Washington - The US Food and Drug Administration
(FDA) on Saturday said it will allow some laboratories to
immediately use tests they have developed and validated to
achieve more rapid testing capacity for the coronavirus in the
country.
The policy cleared the way for state public health labs to
immediately begin local testing and possibly get results within
hours, which public health officials say will be critical to a
rapid response to the fast-spreading virus that originated in
China.
"Under this policy, we expect certain laboratories who
develop validated tests for coronavirus would begin using them
right away prior to FDA review," Jeff Shuren, the director of
the FDA's Centre for Devices and Radiological Health, said in a
statement.
The World Health Organisation on Friday said the virus,
which causes a sometimes fatal respiratory illness and has
spread to 46 countries, poses a "very high risk" at a global
level.
On Saturday, New York Governor Andrew Cuomo said his state
would immediately begin using its own test kit developed
in-state.

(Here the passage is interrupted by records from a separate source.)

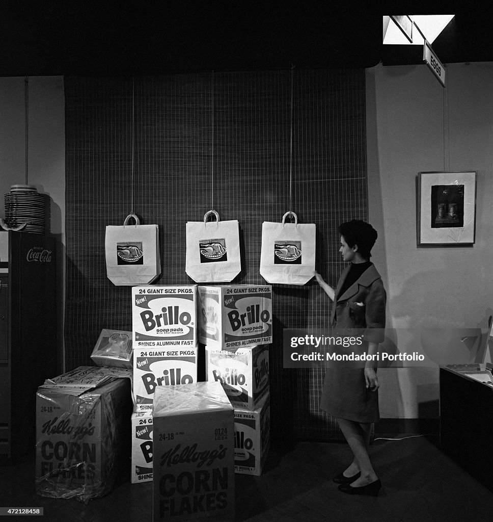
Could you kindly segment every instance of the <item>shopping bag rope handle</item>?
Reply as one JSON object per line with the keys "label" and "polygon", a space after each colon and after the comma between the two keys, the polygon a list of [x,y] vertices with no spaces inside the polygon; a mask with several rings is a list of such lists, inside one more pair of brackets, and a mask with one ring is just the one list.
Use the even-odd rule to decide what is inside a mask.
{"label": "shopping bag rope handle", "polygon": [[284,226],[284,221],[285,221],[286,218],[288,216],[290,216],[290,217],[291,217],[291,218],[294,218],[294,226],[295,226],[295,227],[297,227],[298,226],[298,217],[296,216],[296,215],[294,212],[291,212],[291,210],[290,210],[288,212],[286,212],[286,213],[284,214],[284,215],[282,217],[282,226],[283,226],[283,227]]}
{"label": "shopping bag rope handle", "polygon": [[219,215],[216,212],[215,210],[209,210],[206,212],[203,217],[203,224],[204,226],[206,226],[207,223],[207,218],[211,215],[211,214],[213,214],[215,216],[215,220],[217,222],[218,226],[219,226]]}
{"label": "shopping bag rope handle", "polygon": [[133,218],[135,220],[135,226],[137,227],[137,225],[140,224],[140,221],[139,218],[135,215],[135,214],[129,214],[126,218],[125,220],[123,222],[123,226],[125,227],[126,225],[128,224],[128,221]]}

The state's Department of Health on Friday filed an
emergency application with the FDA to request permission to do
so.
"We just received word that our test has been approved by
the FDA. New York State will begin testing immediately at
Wadsworth Lab," the governor said in a statement, referring to
the state's lab in Albany.
New York's public health lab was the first in the country to
seek emergency authorization from the FDA to use its own testing
kits after health officials said faulty tests from the federal
government left them unable to diagnose people quickly in New
York City, the nation's most populous city.

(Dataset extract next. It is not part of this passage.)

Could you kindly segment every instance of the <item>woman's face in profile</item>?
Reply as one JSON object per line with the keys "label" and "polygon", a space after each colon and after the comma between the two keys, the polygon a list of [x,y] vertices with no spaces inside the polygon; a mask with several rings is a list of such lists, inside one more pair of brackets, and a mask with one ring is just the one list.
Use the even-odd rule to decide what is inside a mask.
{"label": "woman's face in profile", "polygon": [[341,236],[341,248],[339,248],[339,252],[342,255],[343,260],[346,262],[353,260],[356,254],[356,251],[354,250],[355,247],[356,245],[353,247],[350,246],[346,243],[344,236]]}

There are 62 confirmed cases of the new coronavirus in the
United States. Most of the people infected fell sick while
abroad and before they were repatriated. No cases have been
detected in New York City, but Mayor Bill de Blasio and health
officials have said its arrival in the city is inevitable.
The weeks-long struggle to expand local testing has been
criticized as an early misstep in the response by US President
Donald Trump's administration to the outbreak.

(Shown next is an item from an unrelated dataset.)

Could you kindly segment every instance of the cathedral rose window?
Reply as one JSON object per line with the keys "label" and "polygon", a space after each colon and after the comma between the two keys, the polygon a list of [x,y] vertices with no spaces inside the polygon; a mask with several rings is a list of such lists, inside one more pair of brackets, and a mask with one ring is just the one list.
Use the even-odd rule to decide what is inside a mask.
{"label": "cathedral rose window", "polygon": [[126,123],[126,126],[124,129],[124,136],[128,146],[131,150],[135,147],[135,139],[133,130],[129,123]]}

Trump, who earlier this week described the risk from the
coronavirus as "very low" in the United States, said on Twitter
he will hold a White House press conference about the virus at
1:30pm EST (18:30 GMT) on Saturday.
Three weeks ago, the FDA gave the green light for state and
local labs to start using a testing kit developed by the US Centres for Disease Control and Prevention (CDC).
But most labs that received the kits complained they had
faulty components and produced inconclusive results, which the
CDC later acknowledged.
Meanwhile, the CDC has been working to manufacture new kits
that produce more reliable results.
In a hearing before the US House of Representatives Ways
and Means Committee on Thursday, Health and Human Services (HHS)
Secretary Alex Azar said a newly manufactured CDC test could be
sent to 93 public health labs as soon as Monday.